Labor economists study how the supply and demand for labor impacts the relationship between employees and employers. A person with this position may analyze how the availability of laborers affects the wages an employer pays. Also, a labor economist may seek to determine the causes of unemployment. Salary trends and demographic changes such as the age of the workforce and availability of cheaper forms of labor provided by unskilled workers or immigrants are two other issues that influence the labor market and are studied by a labor economist. Private companies and governments most often hire labor economists.
Usually, labor economists focus primarily on the population that is eligible to participate in the workforce; this group is called the labor force. To meet his requirement, the subjects studied must be of legal working age in accordance to the laws and policies of the country or municipality where they live, they must not be in the military or physically or mentally incapacitated, and they must have jobs or be in the process of actively seeking work. A labor economist uses this information to measure the health of the labor market and hypothesize about its future.
Labor economists determine whether wages will rise or fall by reviewing certain characteristics of the labor force. Members of the labor force may earn higher wages if the jobs they are working at or seeking require the advanced skills, expertise, or education credentials that they possess. If a certain position requires little skill and has a high number of potential laborers waiting to fill it, wages may decrease. Furthermore, a labor economist studies how immigrants of a certain skill or background affect the labor market.
Unemployment is another aspect of the labor market that labor economists focus on. By subtracting the number of people currently employed from the number of people comprising the entire labor force, a labor economist can determine the unemployment level. Furthermore, labor economists devise the unemployment rate for a community by dividing the level of unemployment by the entire labor force.

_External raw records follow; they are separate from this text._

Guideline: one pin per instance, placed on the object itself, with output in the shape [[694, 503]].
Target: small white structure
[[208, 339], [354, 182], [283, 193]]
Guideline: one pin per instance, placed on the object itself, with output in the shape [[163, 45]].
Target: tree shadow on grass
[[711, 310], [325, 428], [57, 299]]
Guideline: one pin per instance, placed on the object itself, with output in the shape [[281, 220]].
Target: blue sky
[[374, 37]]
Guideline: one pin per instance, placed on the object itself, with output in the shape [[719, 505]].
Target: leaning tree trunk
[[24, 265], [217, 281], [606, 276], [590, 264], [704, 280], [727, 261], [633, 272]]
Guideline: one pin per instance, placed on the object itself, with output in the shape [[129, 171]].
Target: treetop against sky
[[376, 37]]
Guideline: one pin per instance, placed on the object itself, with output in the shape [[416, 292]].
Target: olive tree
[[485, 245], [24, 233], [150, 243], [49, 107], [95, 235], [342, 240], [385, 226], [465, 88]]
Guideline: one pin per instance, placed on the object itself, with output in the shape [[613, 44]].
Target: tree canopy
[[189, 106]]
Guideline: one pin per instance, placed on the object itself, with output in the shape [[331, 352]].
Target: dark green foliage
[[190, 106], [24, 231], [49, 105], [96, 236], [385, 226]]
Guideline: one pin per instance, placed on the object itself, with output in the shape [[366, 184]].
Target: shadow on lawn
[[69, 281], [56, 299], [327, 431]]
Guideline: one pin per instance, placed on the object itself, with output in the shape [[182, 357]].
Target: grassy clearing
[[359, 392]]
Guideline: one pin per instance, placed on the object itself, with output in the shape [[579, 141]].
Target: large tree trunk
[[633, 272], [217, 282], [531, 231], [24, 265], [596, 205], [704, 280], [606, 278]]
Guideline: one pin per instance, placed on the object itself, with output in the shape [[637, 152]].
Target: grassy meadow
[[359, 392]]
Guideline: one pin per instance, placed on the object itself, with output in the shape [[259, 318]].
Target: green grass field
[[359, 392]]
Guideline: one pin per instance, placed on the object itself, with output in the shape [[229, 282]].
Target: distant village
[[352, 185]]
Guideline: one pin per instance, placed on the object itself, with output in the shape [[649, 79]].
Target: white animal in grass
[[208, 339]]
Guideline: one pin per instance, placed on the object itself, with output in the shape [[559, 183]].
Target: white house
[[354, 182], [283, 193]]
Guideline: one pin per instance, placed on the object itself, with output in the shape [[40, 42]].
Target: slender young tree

People seeking work in this field may be hired by companies seeking information about their hiring or payment practices or by governments seeking information on the wages and employment prospects of their citizens. A bachelor’s degree in economics is a minimum requirement for the position and some employers require master’s degrees or doctorate degrees. Labor economists must also be skilled speakers and writers because many of their findings will be presented via oral or written reports.